Nvidia’s GB10 Superchip system-in-package (SiP) integrates a Grace CPU that packs 10 high-performance Arm Cortex-X925 cores running up to 3.90 GHz with 10 power-efficient Cortex-A725 cores, alongside a Blackwell GPU capable of delivering 1 PetaFLOPS of FP4 compute throughput for AI workloads. The SiP features a 256-bit memory interface supporting 128GB of unified LPDDR5X memory, reaching bandwidths up to 273 GB/s, which is comparable to the memory subsystem of Apple’s M4 Pro.

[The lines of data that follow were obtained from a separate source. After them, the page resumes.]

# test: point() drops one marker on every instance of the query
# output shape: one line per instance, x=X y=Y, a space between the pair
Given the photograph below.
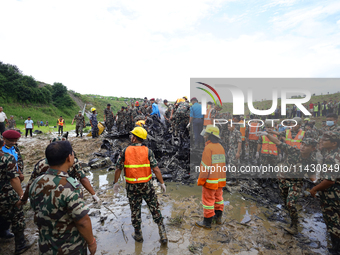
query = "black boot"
x=162 y=234
x=138 y=235
x=335 y=250
x=206 y=223
x=6 y=234
x=20 y=243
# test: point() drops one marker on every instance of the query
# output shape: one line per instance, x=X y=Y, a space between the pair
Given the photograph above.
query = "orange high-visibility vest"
x=297 y=140
x=243 y=131
x=137 y=165
x=253 y=131
x=212 y=167
x=207 y=117
x=268 y=147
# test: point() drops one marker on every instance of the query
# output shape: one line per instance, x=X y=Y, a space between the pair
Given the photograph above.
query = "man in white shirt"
x=29 y=126
x=3 y=118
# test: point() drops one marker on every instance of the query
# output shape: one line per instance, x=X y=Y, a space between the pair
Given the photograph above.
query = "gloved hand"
x=163 y=187
x=116 y=188
x=96 y=198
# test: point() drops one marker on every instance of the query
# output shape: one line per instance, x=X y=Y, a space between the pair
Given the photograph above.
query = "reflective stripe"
x=218 y=158
x=139 y=179
x=207 y=207
x=136 y=166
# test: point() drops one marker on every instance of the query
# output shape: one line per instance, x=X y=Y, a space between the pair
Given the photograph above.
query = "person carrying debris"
x=329 y=187
x=59 y=208
x=11 y=210
x=212 y=178
x=137 y=162
x=291 y=186
x=94 y=123
x=80 y=123
x=108 y=117
x=60 y=124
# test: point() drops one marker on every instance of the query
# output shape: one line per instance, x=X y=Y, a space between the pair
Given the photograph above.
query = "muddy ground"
x=252 y=224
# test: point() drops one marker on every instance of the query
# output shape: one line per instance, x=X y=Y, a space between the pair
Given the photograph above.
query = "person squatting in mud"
x=137 y=162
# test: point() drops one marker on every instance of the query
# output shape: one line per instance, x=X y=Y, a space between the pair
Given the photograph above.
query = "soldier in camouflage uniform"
x=11 y=210
x=137 y=170
x=291 y=183
x=329 y=187
x=60 y=211
x=181 y=117
x=234 y=146
x=108 y=118
x=80 y=123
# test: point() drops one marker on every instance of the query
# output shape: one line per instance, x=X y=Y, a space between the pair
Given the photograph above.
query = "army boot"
x=162 y=234
x=138 y=235
x=206 y=223
x=20 y=243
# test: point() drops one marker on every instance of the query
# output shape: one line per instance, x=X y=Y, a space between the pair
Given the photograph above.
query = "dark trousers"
x=197 y=125
x=30 y=130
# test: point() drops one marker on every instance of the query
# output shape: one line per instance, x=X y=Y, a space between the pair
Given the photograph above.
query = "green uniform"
x=8 y=196
x=139 y=191
x=57 y=201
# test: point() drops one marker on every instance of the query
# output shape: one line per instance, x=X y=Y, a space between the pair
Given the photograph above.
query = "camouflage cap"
x=310 y=141
x=331 y=135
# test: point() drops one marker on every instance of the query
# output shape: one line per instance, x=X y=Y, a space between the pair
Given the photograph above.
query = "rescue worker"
x=329 y=187
x=80 y=123
x=212 y=177
x=11 y=210
x=60 y=124
x=137 y=162
x=94 y=123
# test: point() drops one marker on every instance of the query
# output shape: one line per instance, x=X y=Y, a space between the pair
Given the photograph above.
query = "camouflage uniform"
x=80 y=121
x=181 y=116
x=8 y=196
x=94 y=122
x=108 y=119
x=11 y=123
x=330 y=198
x=57 y=201
x=139 y=191
x=76 y=171
x=290 y=188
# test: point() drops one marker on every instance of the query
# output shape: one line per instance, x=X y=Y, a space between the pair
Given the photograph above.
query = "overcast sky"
x=153 y=48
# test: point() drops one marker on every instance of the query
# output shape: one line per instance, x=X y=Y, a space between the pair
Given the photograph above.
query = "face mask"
x=329 y=123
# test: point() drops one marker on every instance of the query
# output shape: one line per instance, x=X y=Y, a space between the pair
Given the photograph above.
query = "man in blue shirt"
x=155 y=109
x=196 y=119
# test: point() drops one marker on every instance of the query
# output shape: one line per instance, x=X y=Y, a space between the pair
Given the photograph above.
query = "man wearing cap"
x=212 y=177
x=3 y=120
x=155 y=110
x=80 y=123
x=108 y=117
x=196 y=119
x=329 y=187
x=291 y=183
x=11 y=210
x=137 y=161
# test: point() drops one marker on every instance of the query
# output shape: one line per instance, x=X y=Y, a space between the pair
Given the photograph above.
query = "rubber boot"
x=20 y=243
x=6 y=234
x=335 y=250
x=138 y=236
x=218 y=217
x=162 y=234
x=206 y=223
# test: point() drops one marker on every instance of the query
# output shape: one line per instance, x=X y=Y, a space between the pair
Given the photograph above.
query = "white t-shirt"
x=29 y=123
x=2 y=116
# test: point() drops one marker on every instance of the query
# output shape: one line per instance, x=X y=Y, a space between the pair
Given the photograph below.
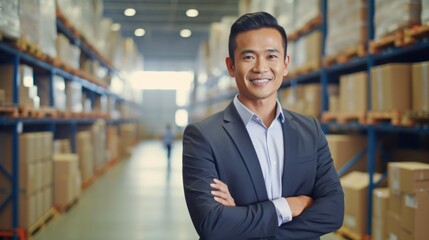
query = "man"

Nvidia positions the GB10 platform as an AI solution that delivers data center–level performance in a compact form-factor suitable for workstations and edge deployments. The unit is expected to come at a steep price, though, something that Asus does not clear up at this point.

Nvidia emphasizes the SiP’s unified memory architecture, massive FP4 throughput, and strong single-thread performance as key advantages over traditional CPU-GPU setups. In this way, Nvidia presents GB10 as an ideal solution for building and running LLMs, generative AI applications, and other demanding workloads on desktop-class systems.

However, leaked performance Geekbench figures of the GB10 may disappoint. When it comes to general-purpose compute in Geekbench, the GB10 is close to Qualcomm’s Snapdragon X Elite and near Apple’s M3 processor, based on the leaked scores. Given that this processor targets AI workstation use cases, high single-thread performance remains an important factor.

Asus’ Ascend GX10 mini-PC should closely resemble those of Nvidia’s own DGX Spark small form-factor system that is priced at $3,000. In addition to Asus, Dell, HP, and Lenovo are prepping their own versions of the DGX Spark, though prices of such machines as well as their positioning remains unclear.